Only science fiction explains the UN’s parallel universe

Netflix’s new series, 3 Body Problem, provides an insight into how Israel’s Gaza operations are perceived.

April 3, 2024 07:49
credit wikimedia star trek tos-mirrorkirkspock
Leonard Nimoy and William Shatner as Spock and Kirk in Star Trek episode 'Mirror, Mirror'
4 min read

I’ve been watching Netflix’s new sci-fi series, 3 Body Problem. It’s very good – as it should be at a reported cost of $160 million. Apart from anything else, it brilliantly brings to life some of the most complicated concepts of theoretical physics, so you don’t even realise you are thinking about these ideas as you follow what’s going on.

I won’t give away the plot, other than to say that one of the key concepts it deals with is the multiverse – the idea that there are any number of parallel universes existing alongside each other. This is where I reveal my inner Trekkie.

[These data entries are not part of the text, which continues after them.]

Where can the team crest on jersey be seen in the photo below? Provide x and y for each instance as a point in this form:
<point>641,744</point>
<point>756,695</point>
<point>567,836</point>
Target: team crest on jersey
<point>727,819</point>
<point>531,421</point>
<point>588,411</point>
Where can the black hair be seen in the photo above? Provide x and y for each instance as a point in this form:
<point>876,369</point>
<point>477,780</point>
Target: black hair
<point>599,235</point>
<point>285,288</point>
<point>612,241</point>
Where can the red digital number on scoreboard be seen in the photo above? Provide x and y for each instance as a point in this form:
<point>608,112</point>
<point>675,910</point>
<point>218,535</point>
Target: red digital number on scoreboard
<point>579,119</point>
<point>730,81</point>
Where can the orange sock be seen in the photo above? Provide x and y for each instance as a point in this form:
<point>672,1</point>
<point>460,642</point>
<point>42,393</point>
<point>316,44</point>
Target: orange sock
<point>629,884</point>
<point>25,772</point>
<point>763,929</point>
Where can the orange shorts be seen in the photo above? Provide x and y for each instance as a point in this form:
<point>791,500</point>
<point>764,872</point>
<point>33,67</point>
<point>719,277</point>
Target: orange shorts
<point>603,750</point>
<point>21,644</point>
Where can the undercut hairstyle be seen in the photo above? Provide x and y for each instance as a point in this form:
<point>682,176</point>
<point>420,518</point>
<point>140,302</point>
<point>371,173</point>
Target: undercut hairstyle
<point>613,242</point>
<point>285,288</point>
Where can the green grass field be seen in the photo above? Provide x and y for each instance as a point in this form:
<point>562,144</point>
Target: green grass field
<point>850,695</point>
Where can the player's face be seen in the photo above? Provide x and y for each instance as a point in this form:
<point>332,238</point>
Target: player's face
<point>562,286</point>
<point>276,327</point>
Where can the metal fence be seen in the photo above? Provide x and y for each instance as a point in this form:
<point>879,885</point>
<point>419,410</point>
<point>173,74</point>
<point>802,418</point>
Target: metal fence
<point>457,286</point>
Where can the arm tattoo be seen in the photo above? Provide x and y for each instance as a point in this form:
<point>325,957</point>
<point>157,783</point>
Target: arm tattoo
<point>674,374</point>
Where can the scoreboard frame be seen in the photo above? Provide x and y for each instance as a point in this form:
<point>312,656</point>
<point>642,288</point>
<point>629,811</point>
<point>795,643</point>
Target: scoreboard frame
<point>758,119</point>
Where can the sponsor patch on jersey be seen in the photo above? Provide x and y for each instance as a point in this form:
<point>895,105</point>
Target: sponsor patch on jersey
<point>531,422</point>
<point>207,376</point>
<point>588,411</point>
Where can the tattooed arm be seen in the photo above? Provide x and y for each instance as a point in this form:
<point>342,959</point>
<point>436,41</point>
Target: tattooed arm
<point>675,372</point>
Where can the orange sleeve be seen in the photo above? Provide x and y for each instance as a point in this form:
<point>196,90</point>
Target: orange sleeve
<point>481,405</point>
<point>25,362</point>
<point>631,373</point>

One of my favourite Star Trek episodes is Mirror, Mirror, when a transporter problem beams Captain Kirk and his team into a parallel universe in which the Enterprise is part of a conquering empire and promotion is secured by killing rival officers.

I’ve been struggling to explain to myself, let alone to anyone else, how events in the Middle East of the past few months, let alone recent decades, could be properly explained in a deeper way than simply, “they hate Jews” (not that that isn’t almost always true). For much of the time, it’s as if – here we go – people are living in parallel universes.

Take the casualty figures cited since Israel began its response to Hamas’ massacre on October 7. This week’s tragic killing of aid workers in Gaza has rightly been universally condemned. And although the exact circumstances need to be fully investigated and the results published, there is no doubt that the actual incident happened. But that is not the case with the overall casualty figures that are widely bandied about.